第1行是测试数据的组数n,后面跟着n行输入。每组测试数据占1行,每行一个正整数a (a < 32768)
输出包含n行,每行对应一个输入,包含两个正整数,第一个是最少的动物数,第二个是最多的动物数,两个正整数用一个空格分开
如果没有满足要求的答案,则输出两个0。
2
3
20
0 0
5 10
#include<cstdio>
#include<cstring>
#include<algorithm>
using namespace std;
int main()
{
int n, a;
scanf("%d", &n);
while(n--){
scanf("%d", &a);
int t1 = a/2;
int t2 = a/4;
int maxn = 0, minn = 0;
for(int i = 0; i <= t1; i++){
for(int j = 0; j <= t2; j++){
if(i*2+j*4==a){
if(minn==0)
minn = i+j;
if(i+j>maxn)
maxn = i+j;
if(i+j<minn)
minn = i+j;
}
}
}
printf("%d %d\n", minn, maxn);
}
return 0;
}
/************************************************************** Problem: 1155 User: violet0908 Language: C++ Result: Accepted Time:330 ms Memory:1020 kb ****************************************************************/
把M个同样的苹果放在N个同样的盘子里,允许有的盘子空着不放,问共有多少种不同的分法?(用K表示)5,1,1和1,5,1 是同一种分法。

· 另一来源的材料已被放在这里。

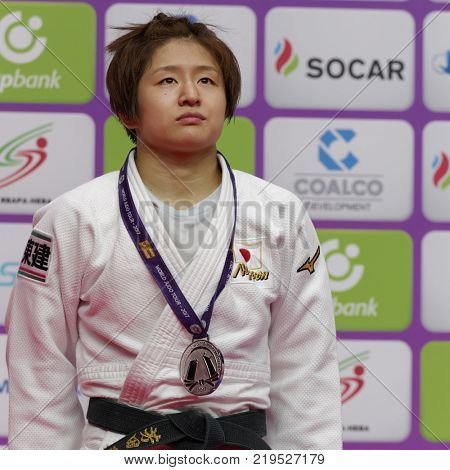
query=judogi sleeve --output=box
[267,204,342,449]
[6,196,92,449]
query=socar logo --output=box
[322,238,364,292]
[432,152,450,190]
[433,49,450,75]
[275,38,298,77]
[319,129,359,171]
[0,11,47,64]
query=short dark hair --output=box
[106,13,241,143]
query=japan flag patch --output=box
[231,239,273,287]
[17,229,52,284]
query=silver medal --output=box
[180,339,224,396]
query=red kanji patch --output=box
[17,229,52,283]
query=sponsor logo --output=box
[275,39,405,81]
[0,261,19,287]
[0,379,9,395]
[297,246,320,274]
[322,238,378,317]
[0,11,61,93]
[433,49,450,75]
[294,129,384,216]
[0,11,47,64]
[231,240,269,281]
[0,124,52,188]
[431,152,450,190]
[339,351,369,404]
[275,38,298,77]
[319,230,412,331]
[319,129,359,171]
[323,238,364,292]
[138,241,156,259]
[17,229,52,283]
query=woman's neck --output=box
[135,142,222,207]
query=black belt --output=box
[87,398,270,450]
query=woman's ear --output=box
[117,113,138,129]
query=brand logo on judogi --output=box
[231,240,270,281]
[17,229,52,283]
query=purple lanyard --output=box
[119,152,237,339]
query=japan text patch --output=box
[17,229,52,283]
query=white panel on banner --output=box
[338,340,412,442]
[0,223,31,325]
[0,335,9,437]
[265,7,414,110]
[421,231,450,332]
[422,120,450,222]
[423,12,450,111]
[105,3,256,107]
[0,112,95,214]
[264,118,414,220]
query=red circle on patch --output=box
[36,137,47,148]
[239,248,251,263]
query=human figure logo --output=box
[0,11,47,64]
[0,124,52,188]
[339,351,369,404]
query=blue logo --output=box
[319,129,359,171]
[0,261,19,287]
[433,49,450,75]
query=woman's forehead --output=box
[149,39,220,72]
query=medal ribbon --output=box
[119,154,237,339]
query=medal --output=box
[180,339,224,396]
[118,149,237,396]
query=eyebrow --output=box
[152,65,219,75]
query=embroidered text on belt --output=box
[87,398,270,450]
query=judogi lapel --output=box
[119,151,234,406]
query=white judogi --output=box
[6,152,342,449]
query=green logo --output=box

第一行是测试数据的数目t(0 <= t <= 20)。以下每行均包含二个整数M和N,以空格分开。1<=M,N<=10。
对输入的每组数据M和N,用一行输出相应的K。
1
7 3
8
#include<cstdio>
#include<cstring>
#include<algorithm>
using namespace std;
int fun(int m, int n){
if(n == 1)
return 1;
if(m==1 || m==0)
return 1;
else if(m < 0)
return 0;
else
return fun(m, n-1)+fun(m-n, n);
}
int main()
{
int t, m, n;
scanf("%d", &t);
while(t--){
scanf("%d %d", &m, &n);
printf("%d\n", fun(m, n));
}
return 0;
}
/************************************************************** Problem: 1160 User: violet0908 Language: C++ Result: Accepted Time:0 ms Memory:1020 kb ****************************************************************/
“臭味相投”——这是我们描述朋友时喜欢用的词汇。两个人是朋友通常意味着他们存在着许多共同的兴趣。然而作为一个宅男,你发现自己与他人相互了解的机会并不太多。幸运的是,你意外得到了一份北大图书馆的图书借阅记录,于是你挑灯熬夜地编程,想从中发现潜在的朋友。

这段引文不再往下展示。